Problem • How it works • Quick start • Configuration • Comparison
Long-running AI agents hit the context window wall. The built-in SummarizationMiddleware does a single-pass summary with a generic prompt — it works, but it loses critical details and has no lightweight fallbacks.
compact-middleware takes the battle-tested compaction pipeline from Claude Code and makes it a composable DeepAgents middleware. One import, and your agents handle 10x longer conversations without blowing the context window.
| What goes wrong | Built-in middleware | compact-middleware |
|---|---|---|
| Summary loses file paths, code, user feedback | Generic prompt | 9-section structured prompt |
| Every compaction = expensive LLM call | Yes | 3 free levels tried first |
| Recently-read files vanish after compaction | Yes | Auto-restores top 5 files + active plan |
| Compaction fails and retries forever | Yes | Circuit breaker after 3 failures |
| No way to clear stale tool results cheaply | Correct | Time-based microcompaction (free) |
| Token counting is pure heuristic | Yes | Hybrid: real API usage + heuristic tail |
Lightweight levels run every turn (each with its own trigger), matching Claude Code's query.ts pipeline.
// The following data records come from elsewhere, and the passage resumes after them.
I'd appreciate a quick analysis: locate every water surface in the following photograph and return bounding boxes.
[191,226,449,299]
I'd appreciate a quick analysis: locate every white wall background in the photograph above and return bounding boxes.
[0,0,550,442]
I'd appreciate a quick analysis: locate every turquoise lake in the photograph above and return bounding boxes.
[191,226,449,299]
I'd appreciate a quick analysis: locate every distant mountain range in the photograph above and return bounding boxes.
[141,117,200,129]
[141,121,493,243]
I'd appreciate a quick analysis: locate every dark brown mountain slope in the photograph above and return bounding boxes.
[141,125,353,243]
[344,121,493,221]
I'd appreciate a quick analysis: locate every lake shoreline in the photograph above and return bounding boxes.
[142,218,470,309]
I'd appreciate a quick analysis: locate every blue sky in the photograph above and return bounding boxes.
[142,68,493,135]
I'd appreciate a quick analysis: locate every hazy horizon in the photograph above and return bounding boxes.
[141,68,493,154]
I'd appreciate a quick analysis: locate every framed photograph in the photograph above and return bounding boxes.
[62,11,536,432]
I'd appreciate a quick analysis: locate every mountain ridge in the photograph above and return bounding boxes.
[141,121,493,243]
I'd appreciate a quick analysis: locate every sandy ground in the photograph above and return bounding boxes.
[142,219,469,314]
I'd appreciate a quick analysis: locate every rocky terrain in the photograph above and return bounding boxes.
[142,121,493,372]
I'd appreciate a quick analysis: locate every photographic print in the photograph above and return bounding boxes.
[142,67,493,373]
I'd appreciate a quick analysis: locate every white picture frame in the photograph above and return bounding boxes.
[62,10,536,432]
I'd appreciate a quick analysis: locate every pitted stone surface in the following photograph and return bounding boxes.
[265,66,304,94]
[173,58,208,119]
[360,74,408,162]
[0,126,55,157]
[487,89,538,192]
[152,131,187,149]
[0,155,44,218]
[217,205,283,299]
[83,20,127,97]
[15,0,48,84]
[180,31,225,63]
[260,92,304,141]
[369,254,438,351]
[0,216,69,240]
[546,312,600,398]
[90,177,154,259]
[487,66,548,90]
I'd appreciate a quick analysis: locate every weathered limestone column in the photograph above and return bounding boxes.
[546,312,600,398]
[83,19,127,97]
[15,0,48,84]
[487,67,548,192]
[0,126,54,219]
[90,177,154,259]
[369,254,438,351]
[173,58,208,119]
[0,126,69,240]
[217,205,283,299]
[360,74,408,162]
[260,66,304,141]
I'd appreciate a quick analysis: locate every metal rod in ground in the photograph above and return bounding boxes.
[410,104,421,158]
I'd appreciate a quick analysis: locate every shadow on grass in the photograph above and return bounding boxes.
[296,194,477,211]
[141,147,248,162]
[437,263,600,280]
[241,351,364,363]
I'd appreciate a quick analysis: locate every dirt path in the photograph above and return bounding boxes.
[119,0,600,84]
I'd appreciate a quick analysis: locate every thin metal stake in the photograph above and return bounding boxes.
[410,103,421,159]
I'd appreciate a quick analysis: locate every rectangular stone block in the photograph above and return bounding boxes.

The expensive LLM summarization only fires when tokens exceed the global threshold:
flowchart TD
A["Every turn"] --> B{"1. COLLAPSE"}
B -->|"Group consecutive read/search\ninto badge summaries"| C{"2. TRUNCATE"}
C -->|"Shorten large tool args\nin old messages"| D{"3. MICROCOMPACT"}
D -->|"Clear stale tool results\n(time gap > 60 min)"| E{"Token threshold\nexceeded?"}
E -->|No| F["Done — no LLM call needed"]
E -->|Yes| G{"4. SUMMARIZE"}
G -->|"9-section structured summary\n+ restore files & plan"| H["Done"]
style F fill:#2d6a4f,color:#fff
style H fill:#2d6a4f,color:#fff
style B fill:#1a1a2e,color:#fff
style C fill:#1a1a2e,color:#fff
style D fill:#1a1a2e,color:#fff
style G fill:#e63946,color:#fff
Levels 1-3 are free (no LLM call) and run unconditionally — each has its own internal trigger (group size, arg length, time gap). Only level 4 is gated by the global token threshold.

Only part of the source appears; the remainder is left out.